Highlighting evidence of consumer caution, it noted that essential spending – including food and fuel – declined by 2.1%. However, the onset of summer festivals, weddings, and sporting events contributed to a marginal 0.8% increase in non-essential spending, led by the strong performance of the entertainment and health & beauty sectors.

Meanwhile, a survey of 2,000 adults by Barclays showed confidence in household finances improved by six percentage points to 73% – a four-month high.

Jack Meaning, the chief UK economist at Barclays, said: “The economy has cooled throughout through [the second quarter], but our data does show pockets of strength.

“However, with global and domestic uncertainty, and temporarily heightened inflation likely to continue, consumers are remaining cautious and maintaining savings buffers.
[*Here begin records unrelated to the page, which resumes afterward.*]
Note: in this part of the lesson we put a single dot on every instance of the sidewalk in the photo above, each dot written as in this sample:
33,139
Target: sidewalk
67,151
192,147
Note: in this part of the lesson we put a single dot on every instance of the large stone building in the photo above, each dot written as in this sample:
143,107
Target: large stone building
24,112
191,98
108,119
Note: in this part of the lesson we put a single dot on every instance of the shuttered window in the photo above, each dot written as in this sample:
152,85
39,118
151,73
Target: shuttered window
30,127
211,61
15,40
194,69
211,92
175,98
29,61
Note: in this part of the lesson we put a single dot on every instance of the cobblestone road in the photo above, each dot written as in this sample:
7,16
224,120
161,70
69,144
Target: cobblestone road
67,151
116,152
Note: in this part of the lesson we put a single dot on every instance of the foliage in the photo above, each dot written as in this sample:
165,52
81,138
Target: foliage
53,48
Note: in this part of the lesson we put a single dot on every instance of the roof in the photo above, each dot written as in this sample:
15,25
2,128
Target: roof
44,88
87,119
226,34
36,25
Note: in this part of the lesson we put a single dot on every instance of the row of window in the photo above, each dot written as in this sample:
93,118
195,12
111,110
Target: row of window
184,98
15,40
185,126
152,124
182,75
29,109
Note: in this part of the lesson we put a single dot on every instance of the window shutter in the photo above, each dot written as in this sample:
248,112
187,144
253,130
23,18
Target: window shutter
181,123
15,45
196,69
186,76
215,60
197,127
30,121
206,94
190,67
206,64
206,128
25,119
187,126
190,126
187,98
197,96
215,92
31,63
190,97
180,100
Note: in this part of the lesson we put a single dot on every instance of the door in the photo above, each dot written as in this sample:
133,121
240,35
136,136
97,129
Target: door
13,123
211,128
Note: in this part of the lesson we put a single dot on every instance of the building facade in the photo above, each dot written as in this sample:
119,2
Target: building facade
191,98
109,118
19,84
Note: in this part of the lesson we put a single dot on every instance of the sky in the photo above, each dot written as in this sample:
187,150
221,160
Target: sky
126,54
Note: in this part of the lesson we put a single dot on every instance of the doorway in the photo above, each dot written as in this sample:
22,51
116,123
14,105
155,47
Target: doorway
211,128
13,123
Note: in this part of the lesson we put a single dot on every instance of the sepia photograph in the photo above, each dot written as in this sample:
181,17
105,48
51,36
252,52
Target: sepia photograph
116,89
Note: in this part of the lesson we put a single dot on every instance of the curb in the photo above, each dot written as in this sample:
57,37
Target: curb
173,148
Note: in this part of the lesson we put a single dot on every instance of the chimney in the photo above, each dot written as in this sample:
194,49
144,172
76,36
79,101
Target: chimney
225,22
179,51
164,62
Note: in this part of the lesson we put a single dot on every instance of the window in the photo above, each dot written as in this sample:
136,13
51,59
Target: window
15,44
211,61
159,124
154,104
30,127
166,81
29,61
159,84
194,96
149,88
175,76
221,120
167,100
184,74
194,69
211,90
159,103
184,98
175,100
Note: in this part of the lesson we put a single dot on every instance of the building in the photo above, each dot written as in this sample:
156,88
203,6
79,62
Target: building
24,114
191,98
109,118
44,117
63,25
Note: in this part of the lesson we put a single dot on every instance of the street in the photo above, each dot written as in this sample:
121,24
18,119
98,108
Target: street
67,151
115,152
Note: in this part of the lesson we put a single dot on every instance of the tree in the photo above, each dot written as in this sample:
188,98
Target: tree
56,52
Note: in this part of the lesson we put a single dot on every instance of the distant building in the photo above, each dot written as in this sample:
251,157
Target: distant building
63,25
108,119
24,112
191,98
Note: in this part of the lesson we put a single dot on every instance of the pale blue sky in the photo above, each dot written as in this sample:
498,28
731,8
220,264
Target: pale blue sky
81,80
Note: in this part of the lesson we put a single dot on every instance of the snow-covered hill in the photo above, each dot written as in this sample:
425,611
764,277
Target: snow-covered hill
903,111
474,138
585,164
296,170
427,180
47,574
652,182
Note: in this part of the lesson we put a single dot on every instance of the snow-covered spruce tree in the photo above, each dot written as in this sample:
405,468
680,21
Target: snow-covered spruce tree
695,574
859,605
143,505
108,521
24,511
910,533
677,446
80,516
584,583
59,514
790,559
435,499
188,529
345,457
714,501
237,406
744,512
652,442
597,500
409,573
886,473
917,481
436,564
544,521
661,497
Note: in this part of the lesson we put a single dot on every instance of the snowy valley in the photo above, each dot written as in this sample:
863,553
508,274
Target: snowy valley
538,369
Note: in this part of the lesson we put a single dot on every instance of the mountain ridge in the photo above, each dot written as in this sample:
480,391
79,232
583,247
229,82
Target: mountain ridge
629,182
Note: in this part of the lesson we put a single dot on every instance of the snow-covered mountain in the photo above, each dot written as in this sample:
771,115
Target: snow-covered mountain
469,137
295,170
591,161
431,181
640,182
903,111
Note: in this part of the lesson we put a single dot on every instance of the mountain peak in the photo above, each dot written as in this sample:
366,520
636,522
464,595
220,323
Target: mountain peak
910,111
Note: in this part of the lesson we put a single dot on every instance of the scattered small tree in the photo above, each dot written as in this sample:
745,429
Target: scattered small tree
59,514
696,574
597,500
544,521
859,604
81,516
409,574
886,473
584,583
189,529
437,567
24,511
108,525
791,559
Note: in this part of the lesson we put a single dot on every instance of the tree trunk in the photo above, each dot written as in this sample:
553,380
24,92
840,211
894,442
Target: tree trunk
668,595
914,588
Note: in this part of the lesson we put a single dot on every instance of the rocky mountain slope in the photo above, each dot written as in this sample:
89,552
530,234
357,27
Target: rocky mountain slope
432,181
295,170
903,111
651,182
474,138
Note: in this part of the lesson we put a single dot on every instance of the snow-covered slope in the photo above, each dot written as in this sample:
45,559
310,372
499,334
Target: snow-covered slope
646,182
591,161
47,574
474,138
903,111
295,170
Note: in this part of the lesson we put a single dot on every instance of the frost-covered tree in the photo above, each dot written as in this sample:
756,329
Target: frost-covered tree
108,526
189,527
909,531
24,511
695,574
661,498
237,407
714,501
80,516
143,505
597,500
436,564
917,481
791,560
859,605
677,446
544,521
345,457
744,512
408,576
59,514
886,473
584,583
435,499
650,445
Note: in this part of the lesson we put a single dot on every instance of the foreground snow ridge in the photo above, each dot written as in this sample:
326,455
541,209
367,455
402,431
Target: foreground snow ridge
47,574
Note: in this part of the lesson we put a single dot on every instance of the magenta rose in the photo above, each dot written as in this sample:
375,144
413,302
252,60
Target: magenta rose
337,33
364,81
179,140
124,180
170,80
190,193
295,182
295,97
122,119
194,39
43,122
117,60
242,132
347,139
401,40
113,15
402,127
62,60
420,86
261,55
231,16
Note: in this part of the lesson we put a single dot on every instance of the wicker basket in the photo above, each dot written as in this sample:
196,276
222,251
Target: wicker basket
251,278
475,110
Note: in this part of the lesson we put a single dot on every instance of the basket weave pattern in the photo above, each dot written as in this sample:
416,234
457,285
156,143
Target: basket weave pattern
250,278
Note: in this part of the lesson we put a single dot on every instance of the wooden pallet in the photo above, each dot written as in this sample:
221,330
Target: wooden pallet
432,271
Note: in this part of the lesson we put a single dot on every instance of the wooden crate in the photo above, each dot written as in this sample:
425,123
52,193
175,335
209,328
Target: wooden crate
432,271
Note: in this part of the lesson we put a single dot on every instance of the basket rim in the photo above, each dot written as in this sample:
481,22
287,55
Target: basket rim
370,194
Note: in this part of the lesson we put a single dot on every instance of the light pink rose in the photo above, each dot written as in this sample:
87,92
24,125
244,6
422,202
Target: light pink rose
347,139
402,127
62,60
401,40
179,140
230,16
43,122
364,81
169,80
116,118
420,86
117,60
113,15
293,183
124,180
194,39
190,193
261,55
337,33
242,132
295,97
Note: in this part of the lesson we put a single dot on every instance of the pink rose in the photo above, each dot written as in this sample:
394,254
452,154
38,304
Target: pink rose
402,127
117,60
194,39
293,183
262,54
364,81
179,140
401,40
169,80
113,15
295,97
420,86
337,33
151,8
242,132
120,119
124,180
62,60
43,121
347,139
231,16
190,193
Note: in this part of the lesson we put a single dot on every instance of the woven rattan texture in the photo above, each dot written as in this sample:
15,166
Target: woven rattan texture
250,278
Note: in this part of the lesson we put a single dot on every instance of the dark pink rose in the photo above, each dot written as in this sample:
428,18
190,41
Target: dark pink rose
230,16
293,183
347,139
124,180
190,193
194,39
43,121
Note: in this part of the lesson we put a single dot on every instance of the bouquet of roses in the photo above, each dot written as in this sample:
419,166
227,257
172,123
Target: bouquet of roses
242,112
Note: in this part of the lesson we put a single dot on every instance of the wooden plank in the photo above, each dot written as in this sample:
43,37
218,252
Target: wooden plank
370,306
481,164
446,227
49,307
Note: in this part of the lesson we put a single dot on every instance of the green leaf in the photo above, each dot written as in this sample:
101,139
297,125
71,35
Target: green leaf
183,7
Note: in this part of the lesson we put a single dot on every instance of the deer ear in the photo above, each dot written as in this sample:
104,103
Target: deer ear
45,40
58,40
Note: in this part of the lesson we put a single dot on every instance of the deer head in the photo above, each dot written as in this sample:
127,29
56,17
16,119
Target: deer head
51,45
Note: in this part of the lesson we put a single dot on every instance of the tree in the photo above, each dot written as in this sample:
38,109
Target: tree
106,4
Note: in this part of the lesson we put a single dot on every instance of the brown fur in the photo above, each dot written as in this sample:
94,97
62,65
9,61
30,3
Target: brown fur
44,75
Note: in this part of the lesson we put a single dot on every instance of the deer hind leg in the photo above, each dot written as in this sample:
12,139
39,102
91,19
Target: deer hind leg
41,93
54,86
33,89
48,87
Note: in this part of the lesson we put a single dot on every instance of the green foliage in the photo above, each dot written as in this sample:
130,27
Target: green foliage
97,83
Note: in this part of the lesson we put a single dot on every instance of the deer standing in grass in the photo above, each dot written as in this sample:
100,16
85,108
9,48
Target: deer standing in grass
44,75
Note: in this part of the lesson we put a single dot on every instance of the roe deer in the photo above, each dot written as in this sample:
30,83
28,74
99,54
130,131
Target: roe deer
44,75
“We expect this to lead to limited GDP growth for the remainder of this year, before falling interest rates and a stronger sense of certainty drive a return to growth next year.”

NAM Implications:
  • It’s volume that counts…
  • If anyone has noticed any government sensitivity to retailer business needs to date, please tell.
  • In other words, anticipation of retailers not being included in the higher business rates threshold…
  • …might be misguided.
  • Given that ‘progress’ to date has occurred in a continuing climate of…
    • Global and domestic uncertainty
    • Temporarily heightened inflation likely to continue
  • …consumers are remaining cautious and maintaining savings buffers.